In all, he was responsible for shepherding 6,321 Lilly Endowment grants to congregations, denominations and divinity schools. Among the most notable were grants supporting the creation of summer youth academies for high school students exploring a Christian vocation and a sabbatical program to help pastors take time off for theological reflection and renewal.
“He had this idea that the church provides a community of practice where we engage together intergenerationally and across centuries and cultures in practices which form us into who we are, and that’s what he wanted to work on,” said Dorothy Bass, who edited several books with Dykstra and served as the director of the Valparaiso Project on the Education and Formation of People in Faith.
For the most part, the grants Dykstra helped develop resisted individualistic and primarily intellectual notions of Christian faith in favor of congregational formation within communities.

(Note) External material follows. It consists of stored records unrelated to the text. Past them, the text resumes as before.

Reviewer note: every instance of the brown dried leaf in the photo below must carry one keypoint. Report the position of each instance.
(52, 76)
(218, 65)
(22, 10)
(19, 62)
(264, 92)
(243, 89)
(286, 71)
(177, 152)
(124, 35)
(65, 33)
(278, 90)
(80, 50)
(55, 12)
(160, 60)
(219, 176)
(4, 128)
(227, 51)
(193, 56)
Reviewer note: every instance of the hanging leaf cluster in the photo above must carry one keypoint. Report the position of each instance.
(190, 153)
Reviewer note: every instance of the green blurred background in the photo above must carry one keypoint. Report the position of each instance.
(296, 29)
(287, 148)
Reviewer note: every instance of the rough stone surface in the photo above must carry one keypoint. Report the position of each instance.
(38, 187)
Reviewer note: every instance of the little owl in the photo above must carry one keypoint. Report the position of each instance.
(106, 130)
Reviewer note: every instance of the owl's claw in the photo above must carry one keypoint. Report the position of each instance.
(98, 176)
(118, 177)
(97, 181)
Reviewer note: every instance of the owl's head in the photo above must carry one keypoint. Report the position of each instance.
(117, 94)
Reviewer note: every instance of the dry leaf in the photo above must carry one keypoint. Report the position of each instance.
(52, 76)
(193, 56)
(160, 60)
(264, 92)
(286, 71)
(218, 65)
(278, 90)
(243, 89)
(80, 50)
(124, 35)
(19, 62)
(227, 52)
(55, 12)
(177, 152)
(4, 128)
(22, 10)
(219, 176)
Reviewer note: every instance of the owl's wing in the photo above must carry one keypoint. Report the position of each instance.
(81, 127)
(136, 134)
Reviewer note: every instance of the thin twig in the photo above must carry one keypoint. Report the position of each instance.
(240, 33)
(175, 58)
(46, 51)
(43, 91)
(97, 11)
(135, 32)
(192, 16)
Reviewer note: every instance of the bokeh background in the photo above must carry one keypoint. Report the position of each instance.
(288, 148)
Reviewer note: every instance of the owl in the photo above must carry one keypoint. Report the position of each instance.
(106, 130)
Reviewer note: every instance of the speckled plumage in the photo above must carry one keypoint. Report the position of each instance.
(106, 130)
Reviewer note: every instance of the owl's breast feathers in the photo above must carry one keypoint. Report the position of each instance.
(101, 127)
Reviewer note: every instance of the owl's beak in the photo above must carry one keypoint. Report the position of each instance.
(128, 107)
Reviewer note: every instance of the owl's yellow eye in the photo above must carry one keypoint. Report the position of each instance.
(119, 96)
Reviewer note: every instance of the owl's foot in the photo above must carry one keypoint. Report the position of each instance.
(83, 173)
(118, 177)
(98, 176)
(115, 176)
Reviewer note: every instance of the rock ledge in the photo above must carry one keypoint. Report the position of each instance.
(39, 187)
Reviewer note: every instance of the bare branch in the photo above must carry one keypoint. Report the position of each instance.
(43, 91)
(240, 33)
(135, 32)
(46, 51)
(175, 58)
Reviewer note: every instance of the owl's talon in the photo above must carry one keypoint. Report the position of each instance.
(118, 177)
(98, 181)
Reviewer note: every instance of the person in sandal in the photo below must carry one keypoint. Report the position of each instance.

“Theology and theological education are burdened by a picture of practice that is harmfully individualistic, technological, ahistorical, and abstract,” Dykstra once wrote. He wanted to cultivate practical theology — activities done together in the worship of God that form lifelong habits.
He wrote six books and multiple book chapters on Christian education and faith development.
Born in Detroit, Dykstra was raised in the Reformed Church of America. After completing an undergraduate degree in philosophy at the University of Michigan, he earned a master of divinity from Princeton Theological Seminary and served briefly as a Presbyterian pastor. He completed his Ph.D. at Princeton, then taught at Louisville Presbyterian Seminary and at Princeton Theological Seminary before being recruited to the Lilly Endowment in 1989.
L. Gregory Jones, who served as dean of the Duke Divinity School before becoming president of Belmont University, said he remembered Dykstra for helping guide his theological thinking. Years ago, after giving a talk on the decline of Christianity and the forces responsible for it, Jones said, Dykstra pulled him aside for a talk.
“He said, anybody can provide that kind of narrative, that’s too easy. You really need to find ways to think about what solutions we could work toward,” Jones said. “It really changed my imagination. Rather than saying we can’t, and being an armchair quarterback, he (encouraged me) to focus on, ‘OK, how can I be part of creative solutions?’”
Dykstra also encouraged funding for religion journalism, including the PBS television news-magazine program “Religion and Ethics Newsweekly,” which aired weekly from 1997 to 2017, as well as the transformation of Religion News Service into a nonprofit in 2011.
A memorial service for Dykstra will be held June 20 at Second Presbyterian Church in Indianapolis, Indiana, where he and his wife, Betsy, were members.
(Editors note: Religion News Service receives support from the Lilly Foundation.)